How do you remember Shahid Afridi, the cricketer? An amusingly compulsive hitter of the white ball, smashing anything and everything that came in his sight? Or a smart, peerless leg-spinner, whose simple yet effective way of targeting the stumps saw him scythe through batting line-ups? Both of those images perfectly fit, but there were more layers to the man they call ‘Boom Boom’.
One of them, a mere footnote to his great, grand T20 and one-day career, was his time with the Test team.
It was a wild ride. When he debuted, Aamer Sohail was still the Test captain, Australia had won the World Cup just once, and Allan Donald and Curtly Ambrose were the highest-ranked Test bowlers. The last of his 27 Tests came 12 years later, months after England had won the T20 World Cup – the first time. He bowled alongside both Wasim Akram and Mohammad Amir. He spanned eras, despite playing just 27 Tests. Averaging more than 36 with the bat and less than 36 with the ball is impressive. With a cut-off of 40 wickets, only 27 all-rounders have done so. But as ever with Afridi, the numbers don’t tell the true tale.

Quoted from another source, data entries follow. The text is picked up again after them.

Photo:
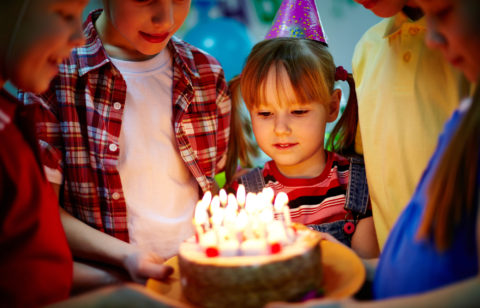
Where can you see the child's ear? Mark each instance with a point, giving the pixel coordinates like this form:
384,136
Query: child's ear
334,105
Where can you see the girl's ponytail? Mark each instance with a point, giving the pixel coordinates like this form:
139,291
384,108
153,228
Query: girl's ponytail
342,137
241,145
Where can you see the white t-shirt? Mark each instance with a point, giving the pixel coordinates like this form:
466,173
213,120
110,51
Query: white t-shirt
159,190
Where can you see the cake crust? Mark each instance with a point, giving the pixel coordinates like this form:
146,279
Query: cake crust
246,281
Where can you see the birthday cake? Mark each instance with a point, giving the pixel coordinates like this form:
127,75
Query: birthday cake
251,256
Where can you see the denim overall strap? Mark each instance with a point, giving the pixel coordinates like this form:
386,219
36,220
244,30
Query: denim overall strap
357,190
253,180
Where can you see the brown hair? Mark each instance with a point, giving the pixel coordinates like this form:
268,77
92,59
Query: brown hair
311,70
454,187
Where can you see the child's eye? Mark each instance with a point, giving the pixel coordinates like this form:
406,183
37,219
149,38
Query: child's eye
299,112
66,15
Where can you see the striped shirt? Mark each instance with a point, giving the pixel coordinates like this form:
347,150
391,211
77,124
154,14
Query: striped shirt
80,124
317,200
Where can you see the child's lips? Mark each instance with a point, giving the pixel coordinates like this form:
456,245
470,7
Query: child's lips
368,4
284,146
154,38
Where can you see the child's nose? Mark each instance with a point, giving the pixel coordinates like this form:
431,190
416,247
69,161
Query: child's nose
282,126
77,38
163,14
434,39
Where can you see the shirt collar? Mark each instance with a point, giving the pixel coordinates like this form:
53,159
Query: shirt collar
397,22
183,56
91,55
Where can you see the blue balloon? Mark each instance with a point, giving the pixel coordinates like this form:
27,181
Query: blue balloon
224,38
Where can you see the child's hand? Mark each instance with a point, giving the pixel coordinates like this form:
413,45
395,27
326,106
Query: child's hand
330,238
142,265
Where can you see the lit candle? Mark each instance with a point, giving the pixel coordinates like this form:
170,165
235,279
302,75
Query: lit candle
223,197
200,219
241,195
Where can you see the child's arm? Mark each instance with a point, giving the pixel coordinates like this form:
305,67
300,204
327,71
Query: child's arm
224,106
90,244
364,239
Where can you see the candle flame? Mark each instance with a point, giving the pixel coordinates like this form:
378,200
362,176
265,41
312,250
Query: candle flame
214,205
223,197
280,201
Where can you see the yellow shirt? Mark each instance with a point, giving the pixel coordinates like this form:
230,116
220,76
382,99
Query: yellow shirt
406,92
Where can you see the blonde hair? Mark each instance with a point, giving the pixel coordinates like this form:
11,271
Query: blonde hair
311,70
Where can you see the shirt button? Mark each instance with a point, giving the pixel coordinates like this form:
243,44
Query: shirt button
413,31
115,196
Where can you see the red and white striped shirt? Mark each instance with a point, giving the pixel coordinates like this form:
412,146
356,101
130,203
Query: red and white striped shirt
316,200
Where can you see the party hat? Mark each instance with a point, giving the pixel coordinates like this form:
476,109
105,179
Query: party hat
298,18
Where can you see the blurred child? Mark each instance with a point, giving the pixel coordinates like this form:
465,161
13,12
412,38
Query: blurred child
397,80
133,130
35,261
288,87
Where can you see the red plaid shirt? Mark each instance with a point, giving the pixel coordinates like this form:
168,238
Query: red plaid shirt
80,124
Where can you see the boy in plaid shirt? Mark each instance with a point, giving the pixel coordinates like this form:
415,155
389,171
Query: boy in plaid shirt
132,131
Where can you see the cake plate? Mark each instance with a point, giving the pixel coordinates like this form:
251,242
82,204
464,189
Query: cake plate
343,275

There were several gaps in the middle: he played no Tests from December 2000 to February 2002, then again from May 2002 to March 2005. The gap between his 26th and 27th Test was four years. And yet, despite a decade-long series of ins and outs, Afridi actually stacked up formidable numbers.
For a player notorious for caring little about batting averages in one-dayers, Afridi average of 39.08 was the sixth-best among all Pakistan Test batters in the 2000s (minimum 10 innings). For the same criteria, the average went up further when he batted in the middle order: at 49.71, only Mohammad Yousuf and Inzamam-ul-Haq averaged more in the 2000s (positions No.4 to No.7).

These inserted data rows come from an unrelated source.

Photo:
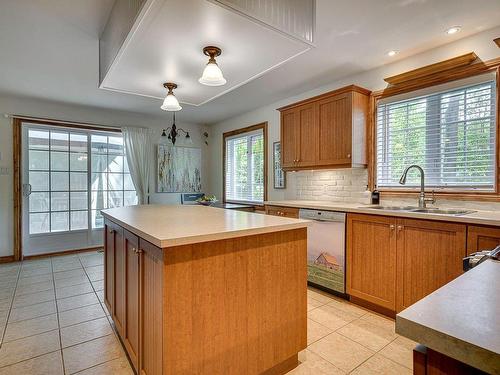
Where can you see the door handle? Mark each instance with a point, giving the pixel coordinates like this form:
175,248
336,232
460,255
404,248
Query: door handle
26,190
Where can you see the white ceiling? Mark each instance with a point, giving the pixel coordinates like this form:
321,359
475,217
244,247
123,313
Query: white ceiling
154,54
49,49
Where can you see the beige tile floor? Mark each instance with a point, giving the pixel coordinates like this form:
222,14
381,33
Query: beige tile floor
53,321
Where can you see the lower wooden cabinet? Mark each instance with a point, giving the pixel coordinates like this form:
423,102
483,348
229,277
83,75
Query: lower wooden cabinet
150,309
371,259
394,262
429,255
482,238
133,285
130,335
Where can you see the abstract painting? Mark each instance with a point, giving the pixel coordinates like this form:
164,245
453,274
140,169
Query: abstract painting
179,169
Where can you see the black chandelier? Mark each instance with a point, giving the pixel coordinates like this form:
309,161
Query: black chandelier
172,132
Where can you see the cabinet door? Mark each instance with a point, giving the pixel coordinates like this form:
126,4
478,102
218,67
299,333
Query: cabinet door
289,138
131,332
308,136
371,259
119,301
109,265
482,238
429,255
151,311
335,130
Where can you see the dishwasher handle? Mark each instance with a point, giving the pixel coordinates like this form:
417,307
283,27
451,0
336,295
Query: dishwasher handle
327,216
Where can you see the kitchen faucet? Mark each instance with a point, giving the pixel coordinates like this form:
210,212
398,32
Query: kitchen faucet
422,200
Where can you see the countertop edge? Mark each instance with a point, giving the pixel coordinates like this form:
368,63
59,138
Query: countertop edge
451,346
188,240
410,215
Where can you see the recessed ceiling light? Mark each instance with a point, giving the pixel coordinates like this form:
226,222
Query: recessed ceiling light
453,30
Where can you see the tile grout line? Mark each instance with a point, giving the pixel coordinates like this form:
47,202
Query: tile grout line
29,359
10,307
58,321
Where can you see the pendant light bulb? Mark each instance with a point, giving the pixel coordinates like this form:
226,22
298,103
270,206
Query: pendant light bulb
212,74
170,103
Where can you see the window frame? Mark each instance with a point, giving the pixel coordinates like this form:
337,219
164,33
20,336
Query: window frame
249,129
490,66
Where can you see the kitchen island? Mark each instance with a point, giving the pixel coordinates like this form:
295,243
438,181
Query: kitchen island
202,290
458,325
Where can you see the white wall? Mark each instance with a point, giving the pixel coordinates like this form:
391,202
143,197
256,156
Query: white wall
482,44
47,109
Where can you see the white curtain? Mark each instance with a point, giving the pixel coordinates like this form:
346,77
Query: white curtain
138,142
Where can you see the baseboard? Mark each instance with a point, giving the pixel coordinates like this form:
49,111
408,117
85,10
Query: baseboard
7,259
60,253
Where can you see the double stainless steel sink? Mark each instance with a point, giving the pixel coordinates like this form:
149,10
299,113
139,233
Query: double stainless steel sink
435,211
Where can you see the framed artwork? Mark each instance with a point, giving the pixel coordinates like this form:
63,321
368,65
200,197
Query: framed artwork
179,169
279,174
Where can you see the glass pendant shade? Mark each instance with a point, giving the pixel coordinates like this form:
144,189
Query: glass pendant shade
171,103
212,75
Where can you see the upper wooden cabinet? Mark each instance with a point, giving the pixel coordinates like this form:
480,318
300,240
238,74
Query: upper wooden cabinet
326,131
300,134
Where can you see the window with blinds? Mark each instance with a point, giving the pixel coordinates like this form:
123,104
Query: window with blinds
449,132
244,167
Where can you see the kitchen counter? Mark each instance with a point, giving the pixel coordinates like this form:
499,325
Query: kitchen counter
460,320
491,218
166,225
203,290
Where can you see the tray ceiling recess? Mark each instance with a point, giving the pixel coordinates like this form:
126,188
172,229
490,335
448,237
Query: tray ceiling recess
148,42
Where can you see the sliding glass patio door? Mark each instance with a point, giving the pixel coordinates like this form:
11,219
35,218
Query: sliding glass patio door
69,175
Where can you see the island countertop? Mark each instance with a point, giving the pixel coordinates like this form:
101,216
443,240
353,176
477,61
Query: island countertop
169,225
460,320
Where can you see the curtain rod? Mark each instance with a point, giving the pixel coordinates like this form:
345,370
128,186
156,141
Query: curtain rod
62,122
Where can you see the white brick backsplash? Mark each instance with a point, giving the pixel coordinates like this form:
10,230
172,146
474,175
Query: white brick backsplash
349,185
333,185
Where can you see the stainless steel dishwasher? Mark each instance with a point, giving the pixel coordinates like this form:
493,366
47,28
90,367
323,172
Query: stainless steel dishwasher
326,249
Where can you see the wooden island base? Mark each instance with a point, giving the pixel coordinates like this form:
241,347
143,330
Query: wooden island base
232,306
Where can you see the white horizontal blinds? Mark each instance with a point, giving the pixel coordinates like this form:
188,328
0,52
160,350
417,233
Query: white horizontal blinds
245,167
450,133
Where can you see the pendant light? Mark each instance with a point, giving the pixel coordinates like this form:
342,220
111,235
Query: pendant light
170,103
212,75
173,132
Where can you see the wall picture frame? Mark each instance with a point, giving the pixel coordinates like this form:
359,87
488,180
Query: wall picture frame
279,175
178,169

The open Test fields gave Afridi the clarity to express when and how he wanted to. It’s no surprise that the strike rate of 92.16 was the highest in the 2000s for anyone who played ten or more innings. But it was the late Nineties where it really felt he could make a difference in the Test whites.
The debut came after 66 ODIs, then a record, and against a star-studded Australia in Karachi. He didn’t do much with the bat, but picked up a five-wicket haul, including the scalps of the Waugh brothers. Next year (his second Test), he put in a performance for the ages, playing a significant part with the bat in the historic India-Pakistan Chennai Test. Opening the batting, he blazed to a second-innings 141 – half the side’s total – playing in his own inimitable style to bruise India’s attack. It wasn’t all boom boom: he manoeuvred the field, playing out 191 deliveries across a five-hour long knock.

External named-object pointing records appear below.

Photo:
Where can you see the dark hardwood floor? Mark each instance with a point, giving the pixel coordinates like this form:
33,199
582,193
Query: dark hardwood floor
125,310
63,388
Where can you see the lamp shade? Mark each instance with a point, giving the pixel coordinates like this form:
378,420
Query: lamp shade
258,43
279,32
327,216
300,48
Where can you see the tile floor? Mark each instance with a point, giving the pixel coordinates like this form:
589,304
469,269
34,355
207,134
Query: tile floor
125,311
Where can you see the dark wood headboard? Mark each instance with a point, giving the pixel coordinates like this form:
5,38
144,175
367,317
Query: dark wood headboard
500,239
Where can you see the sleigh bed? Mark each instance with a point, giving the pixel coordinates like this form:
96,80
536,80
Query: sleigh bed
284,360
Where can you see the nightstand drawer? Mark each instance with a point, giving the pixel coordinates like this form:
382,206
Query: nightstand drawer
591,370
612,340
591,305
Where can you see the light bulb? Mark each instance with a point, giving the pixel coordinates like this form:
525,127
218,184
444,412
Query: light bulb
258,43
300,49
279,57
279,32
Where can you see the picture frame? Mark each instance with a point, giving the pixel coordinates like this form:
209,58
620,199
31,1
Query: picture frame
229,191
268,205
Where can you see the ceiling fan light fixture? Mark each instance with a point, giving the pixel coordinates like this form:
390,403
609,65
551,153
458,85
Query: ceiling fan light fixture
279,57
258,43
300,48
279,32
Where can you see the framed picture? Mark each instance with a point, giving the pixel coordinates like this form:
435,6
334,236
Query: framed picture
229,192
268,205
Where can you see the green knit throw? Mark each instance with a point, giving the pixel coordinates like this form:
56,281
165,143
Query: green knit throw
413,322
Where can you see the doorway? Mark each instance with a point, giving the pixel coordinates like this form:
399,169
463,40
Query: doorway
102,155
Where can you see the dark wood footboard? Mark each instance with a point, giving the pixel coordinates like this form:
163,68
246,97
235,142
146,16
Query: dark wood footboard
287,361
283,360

The possibilities of having an all-rounder like Afridi were limitless, but the problem was, as always, consistency. There was no clear role either: Pakistan were happy to shuffle him up and down the order, sometimes even mid-Test. His 84 against Sri Lanka in the 1999 Asian Test Championship came after two golden ducks and a mid-match promotion and four dropped catches. Till the end of 2000 though, the shuffling continued, and he played as low as No.9.
The second (of many comings), came in 2002, when Afridi was recalled to the top of the order, smashing a century against West Indies in a 244-run win. However, Pakistan weren’t getting enough from Afridi, the leg spinner. At that point, his bowling strike rate was in the high sixties. The emergence of Danish Kaneria didn’t help his case.
But Afridi kept coming back. In the mid-2000s, Pakistan’s middle order needed some experience, and Afridi was recalled, going on to have two successful years. In 12 Tests from 2005 to 2006, he averaged 43.00 and hit three centuries. His 122, against West Indies in Bridgetown, was more than 40 per cent of the team’s total. Then came back-to-back centuries against India. The bowling, too, remained good for a second spinner.
When you finally thought Afridi’s Test career had truly kicked off, the man himself decided to step away, taking an indefinite sabbatical to concentrate on the 2007 World Cup.
He came back only for one more Test, in 2010, a difficult year in many ways for Pakistan, a game that summed up both Afridi and the team. Appointed captain for all three formats after a four-year exile, he scored 31 & 2 and took one wicket against Australia. Clearly unimpressed with his four-ball stay in the second innings, and the slog that brought it to a close, Afridi retired mid-game, saying he didn’t have “the temperament to play Test cricket”. “I’m not capable of playing Test cricket and if I play cricket like this, then it’s better to leave.”
Captain for one game, slogging freely and retiring partway through, it brought to an end a Test career like no other. Short and long both, packed with true entertainment, but also incomplete in so many ways.